ルカ様の髪は東国の方々と同じ、黒い色をしている。
でも、それ以上のことは分からないので、私は何も言わなかった。
余計な詮索をするべきではない。
気になるのなら、ルカ様に直接聞けばいいのだから。
「ワーテルの街はとても美しくて、活気がありますね」
「ルカ様が国境で軍を退けていてくださったおかげで、街は戦禍に見舞われていませんから。美しい水で作物も育てられていて、お酒も造られています。とても豊かですよ」
「私がここに来る前、ミュンデロット家の財政は、かなり傾いていたみたいです。ミュンデロット公爵家は豊かな領地があり税収も安定していますが、お金は使えば使うほどなくなってしまうでしょう?」
お父様は働かず、アラクネアやクラーラは贅沢ばかりをしていた。
メルヴィル様が婿入りして、状況が多少は改善したのだろうか。
私は結局、メルヴィル様のことを深く知ることはできなかった。
どんな方なのか、最後までよくわからなかった。
「使えば使うほど増えるお金があれば嬉しいですけど、なかなかそうはいきませんからね」
鈴音は苦笑した。
「ゼスティア家からのお金と、王家からの支度金で借用金の補填はできたかもしれませんね。けれど、人は一度甘い汁を吸ってしまえば、その甘さを忘れられなくなります。一度潤った甕の水も、使い過ぎればすぐに底をついてしまうというものです」
「ミュンデロット公爵家は、たちいかなくなるでしょうか」
「マリィ様にとっては大切な生家ですから、お辛いことと思いますけれど……」
「鈴、冷たいかもしれませんが、そんなことはないのです。……家は、ただの入れ物です。大切にするのは、そこが私の居場所だから。でも、随分昔に私は居場所を奪われました」
恋しいとは、思わない。執着する理由もない。
「お爺様の蔵書は燃えて、お母様の寝室は取り壊され、私の部屋は奪われました。……あの場所は、私とは関係のないただの家。ただの物です。魂を失った亡骸とおなじ。大切なものは、残っていません」
「マリィ様……」
「血筋だけは唯一、私のものでした。そのよすがも、ルカ様に拾っていただいた今、私には無益なものに思えます。……今は、ゼスティア家のマリスフルーレになれたことが、私にとっては一番大切なんです」
鈴音の瞳が涙で潤んだ。
私は鈴音に手を伸ばすと、彼女が私にいつもしてくれるように、背伸びをしてその頭を撫でた。

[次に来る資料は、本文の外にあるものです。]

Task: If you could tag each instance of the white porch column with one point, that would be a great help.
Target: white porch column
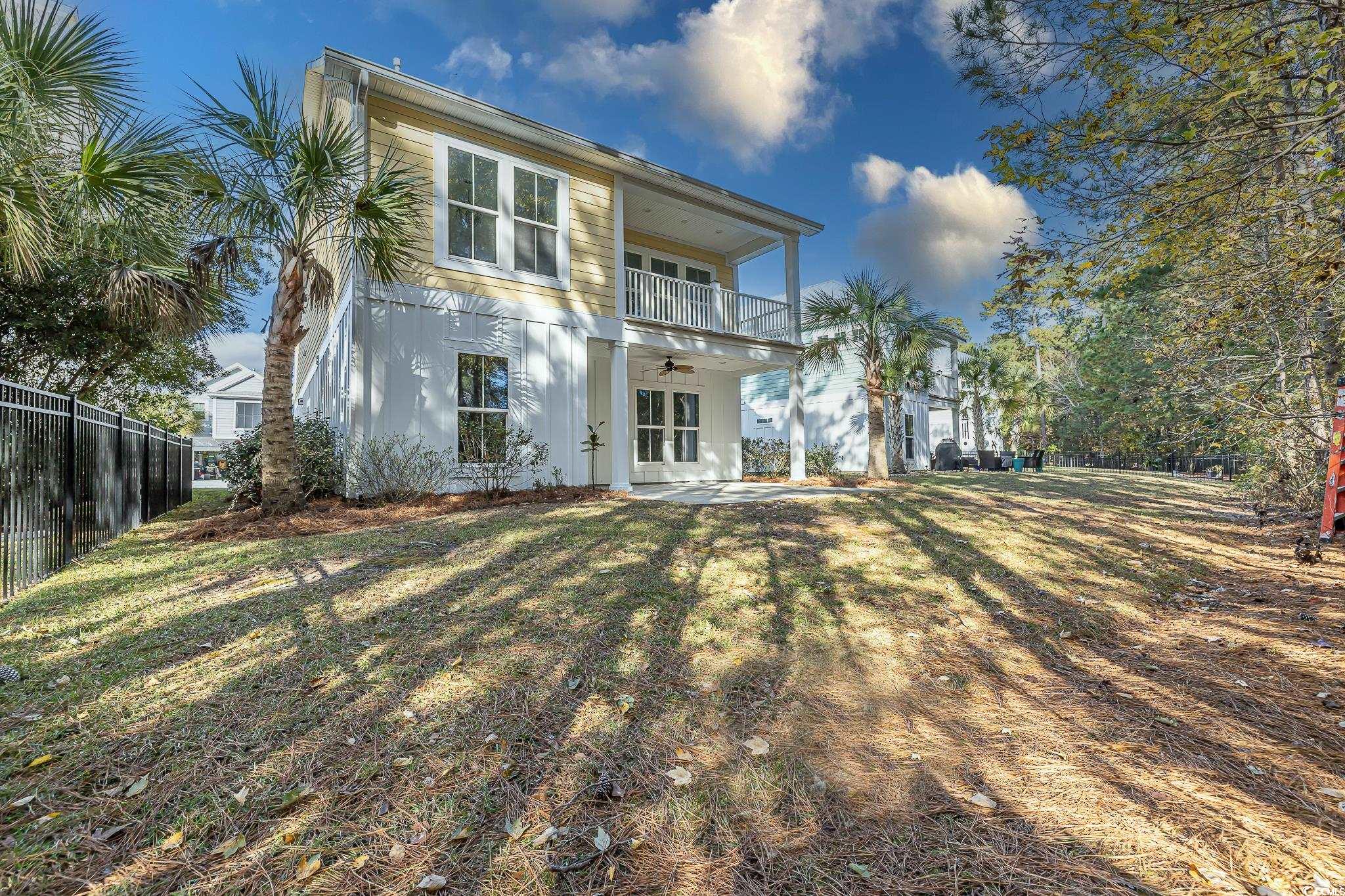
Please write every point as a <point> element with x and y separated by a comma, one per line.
<point>791,286</point>
<point>798,468</point>
<point>621,419</point>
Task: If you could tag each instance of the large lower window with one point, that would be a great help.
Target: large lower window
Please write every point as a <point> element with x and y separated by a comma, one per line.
<point>686,427</point>
<point>246,416</point>
<point>649,426</point>
<point>482,406</point>
<point>472,191</point>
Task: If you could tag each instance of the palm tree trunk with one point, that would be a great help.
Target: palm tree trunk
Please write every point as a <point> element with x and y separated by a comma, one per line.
<point>282,488</point>
<point>877,437</point>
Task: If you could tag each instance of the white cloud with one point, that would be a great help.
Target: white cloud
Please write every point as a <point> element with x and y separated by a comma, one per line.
<point>745,74</point>
<point>479,54</point>
<point>876,177</point>
<point>934,24</point>
<point>613,11</point>
<point>241,349</point>
<point>950,228</point>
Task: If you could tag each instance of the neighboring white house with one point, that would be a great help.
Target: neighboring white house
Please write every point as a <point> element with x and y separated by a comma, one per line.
<point>554,280</point>
<point>232,405</point>
<point>837,412</point>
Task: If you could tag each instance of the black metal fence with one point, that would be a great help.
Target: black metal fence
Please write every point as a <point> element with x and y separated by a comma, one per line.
<point>73,477</point>
<point>1211,467</point>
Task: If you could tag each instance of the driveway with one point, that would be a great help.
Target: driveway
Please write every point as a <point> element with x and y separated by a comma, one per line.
<point>735,492</point>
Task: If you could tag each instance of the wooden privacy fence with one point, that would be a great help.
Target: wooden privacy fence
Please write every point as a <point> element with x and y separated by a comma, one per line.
<point>73,477</point>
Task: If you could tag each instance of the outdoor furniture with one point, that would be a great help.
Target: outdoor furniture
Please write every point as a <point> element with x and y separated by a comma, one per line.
<point>990,461</point>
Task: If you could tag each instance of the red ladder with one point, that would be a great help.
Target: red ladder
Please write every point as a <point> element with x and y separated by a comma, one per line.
<point>1333,508</point>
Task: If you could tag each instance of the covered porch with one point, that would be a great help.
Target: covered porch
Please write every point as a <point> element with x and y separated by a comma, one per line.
<point>667,405</point>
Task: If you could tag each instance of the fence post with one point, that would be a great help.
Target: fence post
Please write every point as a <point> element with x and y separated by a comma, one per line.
<point>121,472</point>
<point>68,526</point>
<point>144,480</point>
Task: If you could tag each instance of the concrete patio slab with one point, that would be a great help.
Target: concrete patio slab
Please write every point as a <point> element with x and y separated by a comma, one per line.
<point>736,492</point>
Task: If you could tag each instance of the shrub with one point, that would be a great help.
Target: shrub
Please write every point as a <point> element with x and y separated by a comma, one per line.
<point>766,457</point>
<point>822,459</point>
<point>319,459</point>
<point>506,457</point>
<point>396,468</point>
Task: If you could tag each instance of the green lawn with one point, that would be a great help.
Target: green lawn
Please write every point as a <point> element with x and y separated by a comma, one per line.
<point>1125,666</point>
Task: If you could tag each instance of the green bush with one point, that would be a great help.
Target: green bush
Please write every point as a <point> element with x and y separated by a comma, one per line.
<point>319,459</point>
<point>824,459</point>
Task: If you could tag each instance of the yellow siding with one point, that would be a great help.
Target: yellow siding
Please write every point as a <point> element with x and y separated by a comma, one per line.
<point>694,253</point>
<point>410,135</point>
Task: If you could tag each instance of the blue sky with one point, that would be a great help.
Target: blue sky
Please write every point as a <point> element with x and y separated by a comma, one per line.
<point>841,110</point>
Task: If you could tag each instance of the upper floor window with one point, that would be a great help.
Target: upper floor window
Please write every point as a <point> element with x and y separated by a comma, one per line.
<point>499,215</point>
<point>246,416</point>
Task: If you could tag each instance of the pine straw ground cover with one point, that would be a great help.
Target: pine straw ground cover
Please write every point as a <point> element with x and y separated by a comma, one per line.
<point>1145,685</point>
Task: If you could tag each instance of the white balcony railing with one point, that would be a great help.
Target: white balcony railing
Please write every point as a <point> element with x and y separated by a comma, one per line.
<point>681,303</point>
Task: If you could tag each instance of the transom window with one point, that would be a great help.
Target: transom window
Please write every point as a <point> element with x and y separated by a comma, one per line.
<point>482,406</point>
<point>474,199</point>
<point>649,426</point>
<point>246,416</point>
<point>686,427</point>
<point>499,215</point>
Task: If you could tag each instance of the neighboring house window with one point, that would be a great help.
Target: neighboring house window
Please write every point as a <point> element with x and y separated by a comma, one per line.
<point>698,276</point>
<point>246,416</point>
<point>499,215</point>
<point>686,427</point>
<point>649,426</point>
<point>482,406</point>
<point>474,203</point>
<point>536,230</point>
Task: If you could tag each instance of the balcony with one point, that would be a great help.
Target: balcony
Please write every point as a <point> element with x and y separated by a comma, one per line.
<point>709,307</point>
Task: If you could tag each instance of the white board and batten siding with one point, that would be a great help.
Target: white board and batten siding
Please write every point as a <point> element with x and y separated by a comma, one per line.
<point>407,343</point>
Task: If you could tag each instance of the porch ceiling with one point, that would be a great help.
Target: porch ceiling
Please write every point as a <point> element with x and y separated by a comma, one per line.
<point>654,213</point>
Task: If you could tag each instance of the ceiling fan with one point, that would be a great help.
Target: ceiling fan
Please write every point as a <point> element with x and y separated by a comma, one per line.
<point>669,367</point>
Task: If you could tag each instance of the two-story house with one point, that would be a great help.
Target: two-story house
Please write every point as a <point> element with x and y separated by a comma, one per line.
<point>837,409</point>
<point>558,284</point>
<point>229,405</point>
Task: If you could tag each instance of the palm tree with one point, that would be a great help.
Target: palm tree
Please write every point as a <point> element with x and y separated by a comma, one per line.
<point>85,181</point>
<point>891,335</point>
<point>296,190</point>
<point>982,372</point>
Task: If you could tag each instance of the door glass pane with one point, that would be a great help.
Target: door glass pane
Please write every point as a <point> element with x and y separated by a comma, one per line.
<point>642,408</point>
<point>483,237</point>
<point>686,446</point>
<point>468,381</point>
<point>525,194</point>
<point>546,190</point>
<point>459,186</point>
<point>659,267</point>
<point>487,183</point>
<point>495,383</point>
<point>686,409</point>
<point>546,251</point>
<point>459,232</point>
<point>525,247</point>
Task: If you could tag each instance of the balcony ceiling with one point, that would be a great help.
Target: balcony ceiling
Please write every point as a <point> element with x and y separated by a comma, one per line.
<point>655,213</point>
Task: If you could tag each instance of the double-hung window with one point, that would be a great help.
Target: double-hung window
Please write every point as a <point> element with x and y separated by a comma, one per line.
<point>686,427</point>
<point>649,426</point>
<point>482,406</point>
<point>499,215</point>
<point>536,222</point>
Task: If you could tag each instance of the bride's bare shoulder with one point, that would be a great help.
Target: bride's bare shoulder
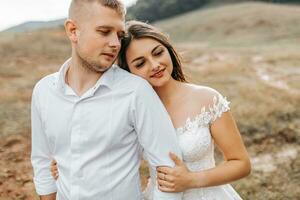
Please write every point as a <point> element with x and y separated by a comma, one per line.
<point>202,94</point>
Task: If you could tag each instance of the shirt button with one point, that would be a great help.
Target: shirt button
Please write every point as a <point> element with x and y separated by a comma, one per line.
<point>79,174</point>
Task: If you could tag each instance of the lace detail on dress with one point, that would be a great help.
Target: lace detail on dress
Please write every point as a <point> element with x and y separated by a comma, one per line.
<point>206,116</point>
<point>196,144</point>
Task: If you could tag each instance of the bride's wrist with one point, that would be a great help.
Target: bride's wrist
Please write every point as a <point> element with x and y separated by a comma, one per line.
<point>197,179</point>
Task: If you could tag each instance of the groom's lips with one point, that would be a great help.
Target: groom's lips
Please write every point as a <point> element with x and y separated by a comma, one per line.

「鈴、だから、ミュンデロット家のことは気にしないでください。思うところは沢山ありますけれど、……私にはルカ様や、鈴や楼蘭がいますから」
「マリィ様、そこで楼蘭の名前を入れると、ルカ様が拗ねるので気をつけてくださいね」
鈴音は目尻を指先で拭うと、冗談めかして言った。